Filter / interceptor
Sits in API gateway or app middleware.
Config service
Hot-reloadable rules (per route, per tier).
Trade-offs
Token bucket
Pros
- Allows controlled bursts.
- O(1) state per key.
Cons
- Less precise than sliding window.
Sliding-window log
Pros
- Exact rate enforcement.
Cons
- O(N) memory per key — N = limit. Painful at high QPS.
Sliding-window counter (hybrid)
Pros
- O(1) per key, ~5% accuracy error.
- Production default.
Cons
- Edge cases at window boundaries.
Code
Token bucket with atomic Redis Luapython
LUA = '''
local tokens = tonumber(redis.call('GET', KEYS[1]) or ARGV[1])
local last = tonumber(redis.call('GET', KEYS[2]) or 0)

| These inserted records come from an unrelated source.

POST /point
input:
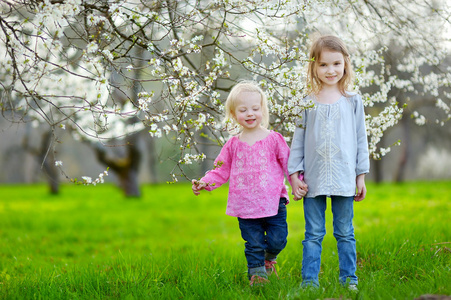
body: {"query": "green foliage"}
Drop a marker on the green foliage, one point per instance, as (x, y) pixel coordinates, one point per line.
(91, 243)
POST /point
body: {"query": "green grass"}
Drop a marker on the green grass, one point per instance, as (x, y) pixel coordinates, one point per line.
(91, 243)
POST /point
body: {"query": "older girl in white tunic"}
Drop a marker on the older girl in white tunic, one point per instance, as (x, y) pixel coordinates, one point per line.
(330, 151)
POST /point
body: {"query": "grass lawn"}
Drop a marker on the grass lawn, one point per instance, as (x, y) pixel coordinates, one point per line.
(91, 243)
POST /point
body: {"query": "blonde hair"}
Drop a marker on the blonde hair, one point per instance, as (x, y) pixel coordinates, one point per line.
(232, 99)
(331, 43)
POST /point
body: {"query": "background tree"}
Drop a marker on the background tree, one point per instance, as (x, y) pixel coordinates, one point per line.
(107, 70)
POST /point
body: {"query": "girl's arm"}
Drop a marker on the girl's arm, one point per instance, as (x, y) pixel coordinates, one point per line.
(296, 159)
(361, 188)
(363, 160)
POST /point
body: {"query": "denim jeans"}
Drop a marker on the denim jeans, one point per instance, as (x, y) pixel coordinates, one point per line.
(314, 213)
(265, 239)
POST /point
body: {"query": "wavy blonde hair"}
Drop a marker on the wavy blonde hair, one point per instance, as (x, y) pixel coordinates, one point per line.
(232, 99)
(331, 43)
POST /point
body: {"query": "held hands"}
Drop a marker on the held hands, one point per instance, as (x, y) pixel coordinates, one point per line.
(198, 186)
(299, 187)
(361, 188)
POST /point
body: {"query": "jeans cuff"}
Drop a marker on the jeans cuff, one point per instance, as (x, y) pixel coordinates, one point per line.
(259, 271)
(270, 256)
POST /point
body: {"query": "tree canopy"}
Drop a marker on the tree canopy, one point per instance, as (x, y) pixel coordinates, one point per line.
(106, 69)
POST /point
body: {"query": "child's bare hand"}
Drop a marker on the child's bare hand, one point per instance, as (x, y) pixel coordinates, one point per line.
(300, 193)
(299, 188)
(197, 186)
(361, 188)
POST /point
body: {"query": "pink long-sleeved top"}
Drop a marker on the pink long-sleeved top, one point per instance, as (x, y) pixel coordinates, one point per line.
(256, 175)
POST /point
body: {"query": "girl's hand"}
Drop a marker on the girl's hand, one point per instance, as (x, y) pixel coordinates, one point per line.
(361, 188)
(299, 187)
(300, 192)
(198, 186)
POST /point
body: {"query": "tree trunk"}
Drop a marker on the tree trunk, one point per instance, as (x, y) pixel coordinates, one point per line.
(125, 167)
(400, 172)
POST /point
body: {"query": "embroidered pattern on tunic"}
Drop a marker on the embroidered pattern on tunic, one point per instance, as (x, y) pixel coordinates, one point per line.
(329, 168)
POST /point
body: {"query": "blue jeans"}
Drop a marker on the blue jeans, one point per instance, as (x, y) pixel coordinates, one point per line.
(265, 239)
(314, 213)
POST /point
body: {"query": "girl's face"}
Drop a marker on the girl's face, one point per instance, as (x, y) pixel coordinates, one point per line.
(248, 111)
(330, 67)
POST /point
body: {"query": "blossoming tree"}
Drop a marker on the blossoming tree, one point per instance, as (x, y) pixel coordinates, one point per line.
(108, 69)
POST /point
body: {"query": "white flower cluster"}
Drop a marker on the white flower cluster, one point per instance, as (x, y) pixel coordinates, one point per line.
(86, 180)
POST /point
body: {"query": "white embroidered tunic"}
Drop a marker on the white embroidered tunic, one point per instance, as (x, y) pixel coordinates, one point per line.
(256, 174)
(330, 147)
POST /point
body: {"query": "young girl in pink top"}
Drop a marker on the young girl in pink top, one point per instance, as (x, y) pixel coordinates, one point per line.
(255, 163)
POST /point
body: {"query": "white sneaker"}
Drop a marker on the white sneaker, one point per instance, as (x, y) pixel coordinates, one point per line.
(353, 287)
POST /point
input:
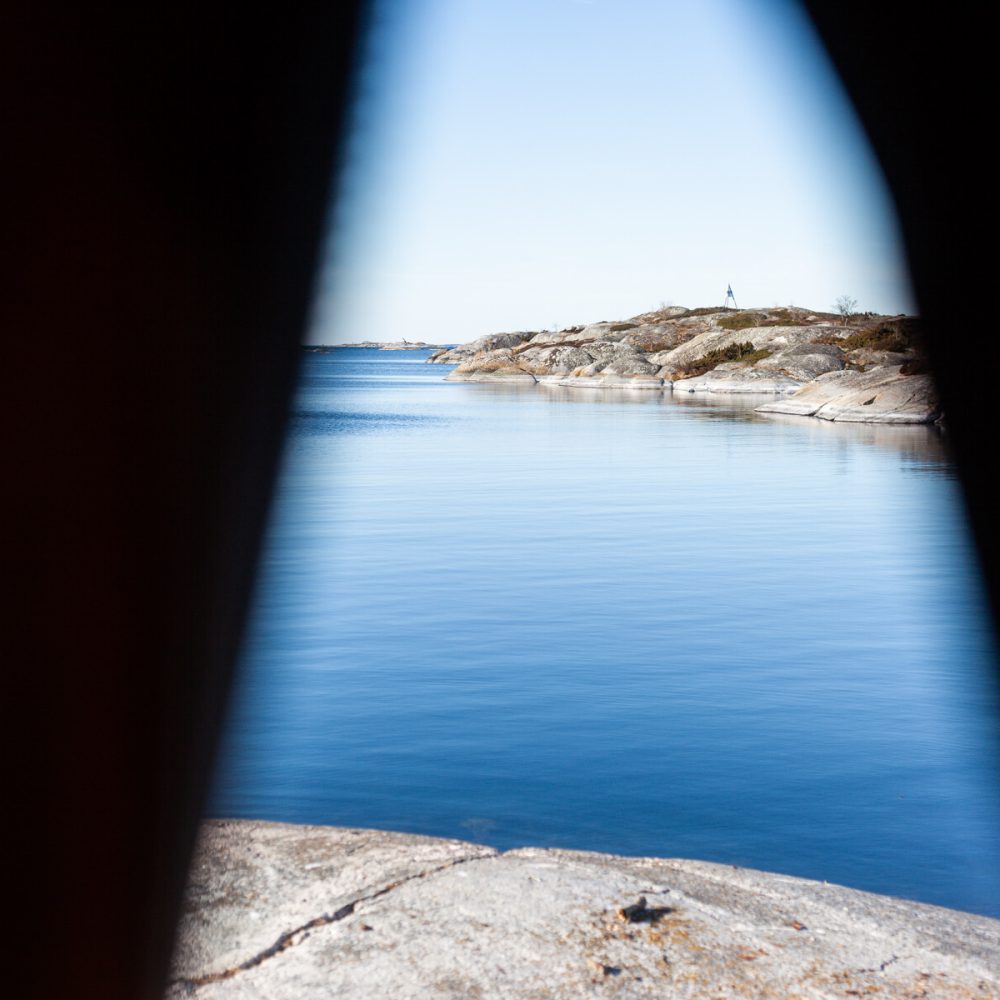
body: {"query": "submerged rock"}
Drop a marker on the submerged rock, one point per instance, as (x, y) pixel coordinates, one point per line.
(302, 912)
(738, 378)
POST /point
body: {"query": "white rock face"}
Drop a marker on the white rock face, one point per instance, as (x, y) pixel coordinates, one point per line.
(733, 377)
(882, 395)
(656, 351)
(295, 913)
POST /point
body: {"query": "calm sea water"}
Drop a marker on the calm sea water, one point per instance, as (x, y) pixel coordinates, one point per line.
(620, 622)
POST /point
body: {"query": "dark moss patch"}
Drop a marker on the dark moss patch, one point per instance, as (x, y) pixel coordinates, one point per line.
(744, 351)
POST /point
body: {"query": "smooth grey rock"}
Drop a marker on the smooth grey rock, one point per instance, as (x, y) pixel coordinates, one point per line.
(281, 911)
(733, 377)
(494, 366)
(804, 361)
(557, 359)
(491, 342)
(881, 395)
(610, 381)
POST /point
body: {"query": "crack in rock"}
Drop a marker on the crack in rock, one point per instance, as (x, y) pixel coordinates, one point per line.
(288, 938)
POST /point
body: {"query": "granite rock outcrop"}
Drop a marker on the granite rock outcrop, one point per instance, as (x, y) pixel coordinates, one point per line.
(818, 364)
(301, 912)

local now = tonumber(ARGV[3])
local rate = tonumber(ARGV[2])
tokens = math.min(tonumber(ARGV[1]), tokens + (now - last) * rate)
if tokens >= 1 then
tokens = tokens - 1
redis.call('SET', KEYS[1], tokens)
redis.call('SET', KEYS[2], now)
return 1
else return 0 end
'''
Scale concerns
- Soft fail-open if Redis is down — a 100% block on outage is worse than the spike.
- Per-tenant noisy neighbour: cap at the gateway, not just app layer.